Mumbai, May 07: India is one of the most attractive markets in the world now because of its high domestic demand and economic growth, Merrill Lynch Chairman and CEO John A Thain said on Thursday.

"If you consider opportunity vis-a-vis risk, India is one of the most attractive markets in the world," Thain said in Mumbai.

Because of its high demand, growth in economy, strength of corporates to go global and huge spending on infrastructure, India would be less affected to the US slowdown, he said.

Thain, however, said that a combination of falling home prices, rising food and energy prices and higher unemployment would result in a pull back of the US economy in the next six to 12 months.

Stating that Merrill Lynch believed that "genuine opportunity would come from outside the US," Thain said he was bullish about China, Russia and Brazil as well.

"China is also a very attractive market for us. But, China is more coupled with the US and that will have much more impact on the Chinese economy," he said.

"The degree of impact (of US slowdown) is different from different countries," Thain added. Merrill Lynch, which recorded about four times top-line growth in India in the last two years and doubles its headcount in half the time, would continue to increase the number of employees in the country, Thain said.

Thain believed India would offer huge opportunity in the coming days for the company as on the wealth management side, Merrill Lynch anticipated huge opportunity emanating from the huge amount of wealth being created and on the investment banking side, India Inc is becoming more global with the outbound M&A activity on the rise.

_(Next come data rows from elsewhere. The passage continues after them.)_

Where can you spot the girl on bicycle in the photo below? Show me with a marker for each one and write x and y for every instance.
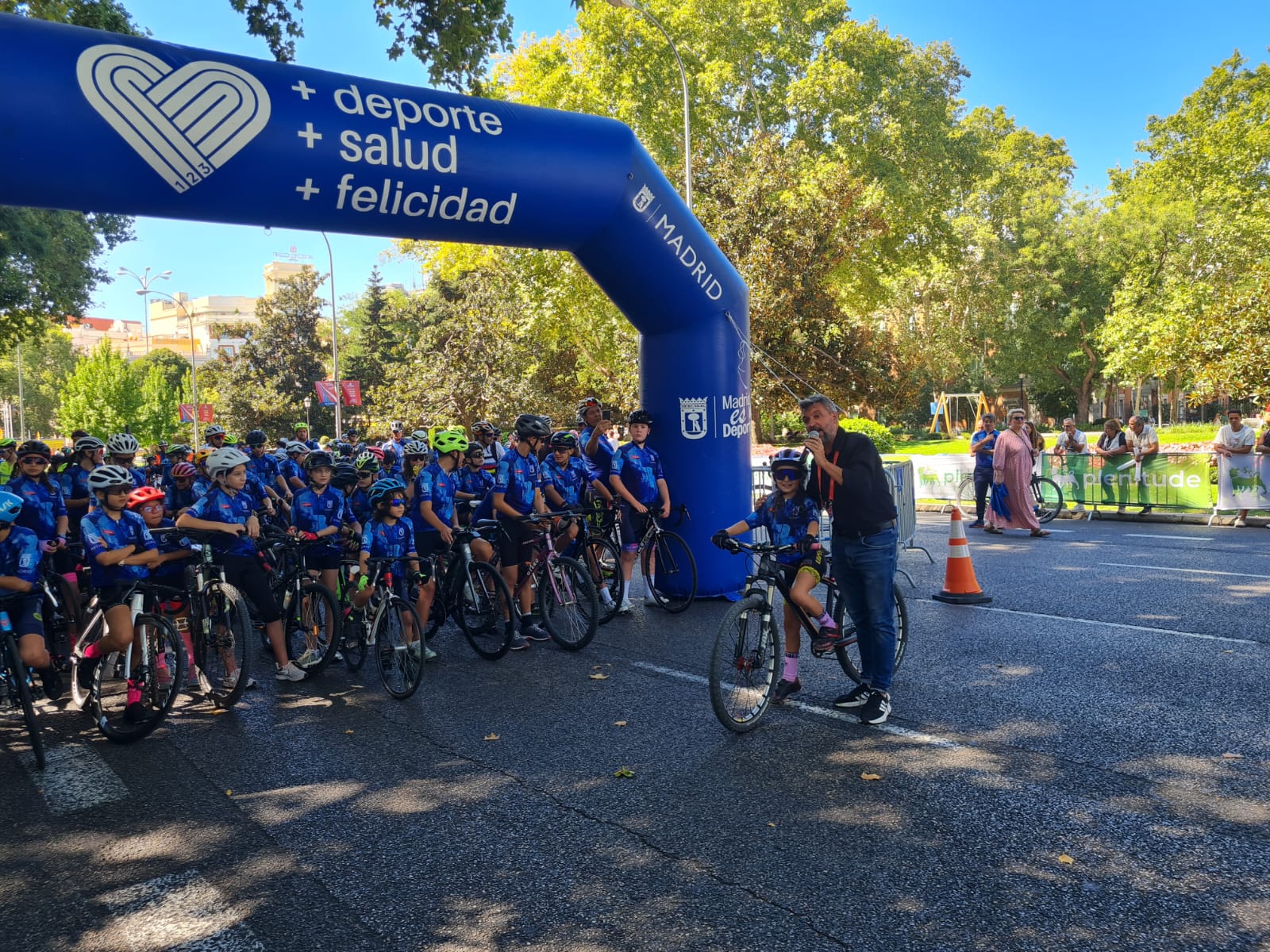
(120, 549)
(791, 518)
(228, 511)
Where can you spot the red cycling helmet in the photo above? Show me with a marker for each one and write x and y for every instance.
(144, 494)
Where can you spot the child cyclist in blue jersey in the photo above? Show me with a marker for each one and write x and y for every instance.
(638, 482)
(226, 511)
(791, 518)
(387, 535)
(19, 575)
(120, 550)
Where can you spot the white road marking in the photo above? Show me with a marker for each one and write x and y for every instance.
(1106, 625)
(1168, 569)
(178, 911)
(75, 778)
(929, 739)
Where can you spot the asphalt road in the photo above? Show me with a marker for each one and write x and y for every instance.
(1090, 714)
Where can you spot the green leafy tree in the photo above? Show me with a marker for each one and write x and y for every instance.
(102, 395)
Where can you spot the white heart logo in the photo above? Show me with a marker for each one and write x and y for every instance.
(186, 124)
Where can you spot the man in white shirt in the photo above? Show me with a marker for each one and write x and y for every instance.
(1145, 446)
(1235, 440)
(1072, 442)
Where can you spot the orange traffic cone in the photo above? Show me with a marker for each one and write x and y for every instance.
(960, 587)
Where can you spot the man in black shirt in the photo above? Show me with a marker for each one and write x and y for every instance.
(848, 480)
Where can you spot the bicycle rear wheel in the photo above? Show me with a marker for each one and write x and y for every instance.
(313, 628)
(568, 603)
(486, 611)
(220, 645)
(399, 647)
(18, 681)
(671, 577)
(743, 666)
(1049, 498)
(159, 682)
(849, 651)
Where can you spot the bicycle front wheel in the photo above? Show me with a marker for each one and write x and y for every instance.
(743, 666)
(1049, 499)
(130, 700)
(220, 645)
(568, 603)
(849, 651)
(18, 678)
(670, 571)
(486, 611)
(399, 647)
(313, 628)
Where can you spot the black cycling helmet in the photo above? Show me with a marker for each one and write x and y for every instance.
(563, 440)
(531, 425)
(319, 457)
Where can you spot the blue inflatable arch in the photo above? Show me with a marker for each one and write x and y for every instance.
(101, 122)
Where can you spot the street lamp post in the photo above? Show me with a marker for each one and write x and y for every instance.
(683, 79)
(145, 281)
(194, 371)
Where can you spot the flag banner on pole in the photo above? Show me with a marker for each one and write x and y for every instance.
(325, 393)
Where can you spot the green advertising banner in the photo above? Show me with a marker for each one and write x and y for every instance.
(1176, 480)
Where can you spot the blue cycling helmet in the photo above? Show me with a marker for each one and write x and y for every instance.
(385, 489)
(10, 505)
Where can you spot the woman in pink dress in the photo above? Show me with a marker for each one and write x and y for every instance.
(1011, 467)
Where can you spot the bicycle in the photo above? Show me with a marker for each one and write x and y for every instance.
(156, 662)
(217, 625)
(565, 596)
(1047, 497)
(475, 596)
(667, 564)
(18, 689)
(749, 647)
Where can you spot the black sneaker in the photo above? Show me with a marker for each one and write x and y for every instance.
(87, 668)
(784, 689)
(52, 682)
(856, 697)
(876, 708)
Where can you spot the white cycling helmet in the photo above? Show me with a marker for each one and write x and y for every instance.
(122, 444)
(224, 460)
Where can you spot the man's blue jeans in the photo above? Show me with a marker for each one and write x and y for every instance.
(865, 571)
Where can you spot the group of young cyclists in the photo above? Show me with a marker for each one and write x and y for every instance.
(93, 513)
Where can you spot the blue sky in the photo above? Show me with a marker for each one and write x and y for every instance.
(1090, 73)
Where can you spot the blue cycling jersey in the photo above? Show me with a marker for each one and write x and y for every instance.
(437, 486)
(384, 541)
(569, 480)
(639, 470)
(42, 505)
(601, 463)
(102, 535)
(785, 520)
(19, 555)
(219, 505)
(314, 512)
(518, 478)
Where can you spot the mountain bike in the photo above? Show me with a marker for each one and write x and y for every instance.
(156, 663)
(1047, 497)
(18, 687)
(749, 645)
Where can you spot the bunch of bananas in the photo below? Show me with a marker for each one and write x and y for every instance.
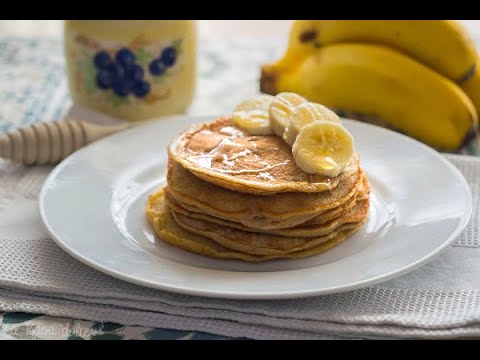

Merrill Lynch, he said, has global footprint to provide advisory services to the aspiring Indian companies going for outbound merger and acquisitions. But on the wealth management side, the company would continue to target High Net-worth Individuals and not the masses.

"We are focused on HNIs. Our business is selected and not for masses. HNI is a rapidly increasing market in India, Brazil, China and Russia," he said.

Thain said Merrill Lynch, which raised $2.5 billion realty private equity funds for the Asia-pacific region in a week back, would also launch a mutual fund targeting at the sector.